17th century mourning ring
The majority left all funeral arrangements to the discretion of their executors, although one widow asked that she be ‘decently buried as I did my husband but not more’. The issue then turned on the extent of the money that should be spent on mourning, which could cover rings and mourning clothes. This could be extensive: Samuel Pepys’ will provided for over £100 to be spent on 129 rings carefully graded at twenty, fifteen or ten shillings each.

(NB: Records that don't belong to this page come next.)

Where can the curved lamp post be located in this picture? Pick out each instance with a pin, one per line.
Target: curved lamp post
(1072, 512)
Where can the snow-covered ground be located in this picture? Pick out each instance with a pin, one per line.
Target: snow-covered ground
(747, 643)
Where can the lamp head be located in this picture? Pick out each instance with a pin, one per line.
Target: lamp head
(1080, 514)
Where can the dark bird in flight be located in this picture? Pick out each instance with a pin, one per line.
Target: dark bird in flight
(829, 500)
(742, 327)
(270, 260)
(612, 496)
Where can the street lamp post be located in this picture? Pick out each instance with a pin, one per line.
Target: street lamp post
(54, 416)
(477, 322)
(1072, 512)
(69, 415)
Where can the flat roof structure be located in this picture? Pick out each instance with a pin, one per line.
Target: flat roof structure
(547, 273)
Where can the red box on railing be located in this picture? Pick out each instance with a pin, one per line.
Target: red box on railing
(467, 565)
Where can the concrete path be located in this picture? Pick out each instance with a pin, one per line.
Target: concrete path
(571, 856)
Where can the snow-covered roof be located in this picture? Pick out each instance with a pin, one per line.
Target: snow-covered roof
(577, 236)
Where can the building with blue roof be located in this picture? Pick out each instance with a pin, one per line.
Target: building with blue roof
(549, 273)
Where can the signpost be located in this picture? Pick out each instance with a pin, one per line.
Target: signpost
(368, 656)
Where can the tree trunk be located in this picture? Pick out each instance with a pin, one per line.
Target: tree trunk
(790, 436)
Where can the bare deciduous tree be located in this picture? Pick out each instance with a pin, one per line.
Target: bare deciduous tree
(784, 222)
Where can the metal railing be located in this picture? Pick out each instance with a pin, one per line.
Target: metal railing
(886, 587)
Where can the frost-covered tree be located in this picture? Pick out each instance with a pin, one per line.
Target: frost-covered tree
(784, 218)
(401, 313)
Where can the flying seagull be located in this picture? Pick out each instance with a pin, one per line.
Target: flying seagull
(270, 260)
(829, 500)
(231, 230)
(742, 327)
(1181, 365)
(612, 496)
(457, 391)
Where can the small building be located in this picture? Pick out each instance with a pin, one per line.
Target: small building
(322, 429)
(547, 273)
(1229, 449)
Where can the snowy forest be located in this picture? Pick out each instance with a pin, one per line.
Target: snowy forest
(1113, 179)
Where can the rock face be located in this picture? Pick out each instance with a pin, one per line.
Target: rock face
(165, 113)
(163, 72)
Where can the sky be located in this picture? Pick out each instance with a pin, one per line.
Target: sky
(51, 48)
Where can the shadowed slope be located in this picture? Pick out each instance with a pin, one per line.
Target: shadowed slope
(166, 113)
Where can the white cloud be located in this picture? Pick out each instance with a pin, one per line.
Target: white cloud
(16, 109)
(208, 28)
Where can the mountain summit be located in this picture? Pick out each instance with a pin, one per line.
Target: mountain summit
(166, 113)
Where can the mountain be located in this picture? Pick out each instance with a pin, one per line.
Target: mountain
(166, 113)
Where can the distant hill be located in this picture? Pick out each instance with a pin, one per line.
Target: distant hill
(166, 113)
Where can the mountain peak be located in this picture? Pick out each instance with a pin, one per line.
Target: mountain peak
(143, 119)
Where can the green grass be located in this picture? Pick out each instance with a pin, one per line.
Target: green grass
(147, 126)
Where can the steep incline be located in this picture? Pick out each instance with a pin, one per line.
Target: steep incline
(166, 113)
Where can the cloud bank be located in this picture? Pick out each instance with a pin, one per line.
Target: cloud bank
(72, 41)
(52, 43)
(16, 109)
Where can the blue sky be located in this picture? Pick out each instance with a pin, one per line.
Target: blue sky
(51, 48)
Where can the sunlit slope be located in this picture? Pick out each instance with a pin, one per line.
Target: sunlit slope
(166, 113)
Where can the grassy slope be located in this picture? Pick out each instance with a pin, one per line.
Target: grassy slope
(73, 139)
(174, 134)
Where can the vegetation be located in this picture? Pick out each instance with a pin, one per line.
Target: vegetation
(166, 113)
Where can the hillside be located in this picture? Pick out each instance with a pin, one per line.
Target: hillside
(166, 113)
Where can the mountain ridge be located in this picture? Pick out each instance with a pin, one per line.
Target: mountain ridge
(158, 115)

Clothes could be a considerable expense, and women were more likely to leave money to buy mourning clothes. Mary Wright left her aunt and cousin (all three lived with her cousin’s father) £50 each to buy their mourning clothes, a very generous sum to judge from other wills, which usually left up to £5 for this purpose. One widow left £3 to her daughter to buy a gown but only forty shillings to her daughter-in-law for a ring.
We can get some idea of what a more lavish funeral might involve by looking at the testators who went out of their way to avoid it. William Brooke wanted his funeral to be ‘without escutcheons or any other pomp’ and Thomas Joliffe declared:
'I will have no pall or escutcheon, nor will I have my corps carried into the church and I will that but one coach shall accompany the hearse thither and I positively order my executor that there be neither rings hatbands gloves nor anything given away at my funeral and that he doth not pay to the parson of the parish any more than the remaining parish dues.'
Effigy of Dame Rebecca Atkins installed in the
old Holy Trinity Church, Clapham
(now St Paul’s) in 1689, 22 years before she died.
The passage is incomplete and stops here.